Ursprünglich wollten wir RARE BREED erst im August an Land holen und kurz vor Ende unserer Haussittingzeit wieder zu Wasser lassen. Das hätte uns genügend Zeit gelassen alle Arbeiten auf unserer To Do Liste nach und nach abzuarbeiten, während RARE BREED an Land stand. Aber erstens kommt es anders und zweitens als man denkt – der Grund ist nachstehend beschrieben. Und jetzt haben wir die Reihenfolge quasi umgekehrt und sind mit den Bootsarbeiten fertig (sofern man das bei einem Boot je sein kann, dazu später auch mehr…).
Jetzt liegt RARE BREED an einer Boje hinter Hog Island und wartet auf uns bis wir Ende September wieder an Bord ziehen werden – immer vorausgesetzt, dass uns kein Hurrikan einen Strich durch die Rechnung macht, denn die heisse Zeit im wahrsten Sinne des Wortes geht erst jetzt so richtig los.
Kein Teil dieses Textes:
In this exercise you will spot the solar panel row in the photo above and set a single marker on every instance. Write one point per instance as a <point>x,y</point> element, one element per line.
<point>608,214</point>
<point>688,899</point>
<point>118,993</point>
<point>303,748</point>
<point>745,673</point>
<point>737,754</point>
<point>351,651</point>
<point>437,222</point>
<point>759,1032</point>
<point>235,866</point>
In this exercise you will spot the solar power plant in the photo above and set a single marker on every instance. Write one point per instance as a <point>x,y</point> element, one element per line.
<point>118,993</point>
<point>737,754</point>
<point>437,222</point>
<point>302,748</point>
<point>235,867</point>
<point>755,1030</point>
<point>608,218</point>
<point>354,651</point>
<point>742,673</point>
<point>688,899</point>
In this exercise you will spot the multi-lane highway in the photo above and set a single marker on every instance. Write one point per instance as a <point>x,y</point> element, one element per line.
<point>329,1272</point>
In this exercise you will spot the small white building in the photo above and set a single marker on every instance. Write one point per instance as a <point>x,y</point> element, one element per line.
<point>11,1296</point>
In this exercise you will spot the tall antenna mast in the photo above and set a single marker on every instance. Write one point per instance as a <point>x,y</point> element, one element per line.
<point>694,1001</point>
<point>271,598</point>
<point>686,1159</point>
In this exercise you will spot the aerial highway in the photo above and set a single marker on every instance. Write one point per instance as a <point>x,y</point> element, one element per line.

Im Moment ist aber alles ruhig, so ruhig, dass der Passatwind auch eingeschlafen ist und wir hier Hitzewarnungen haben. Bei nahezu 100% Luftfeuchtigkeit fühlt es sich schon bei 35 Grad wie in einer Sauna an. Da lernen wir erst recht unseren privaten Pool im Garten so richtig schätzen. Und vielleicht war es doch ganz gut, dass wir die Arbeiten an Bord noch vor dieser Hitzewelle erledigen konnten.
Bevor es weiter geht, eine kleine «Nerd»-Warnung: Dieser Beitrag wird vor allem die Reparaturen und Wartungsarbeiten beschreiben, die wir seit der Ankunft in Grenada auf RARE BREED gemacht haben. Also einen ausgeprägten Fokus auf Bootstechnik und technische Details haben. Sagt nachher nicht ich hätte euch nicht gewarnt…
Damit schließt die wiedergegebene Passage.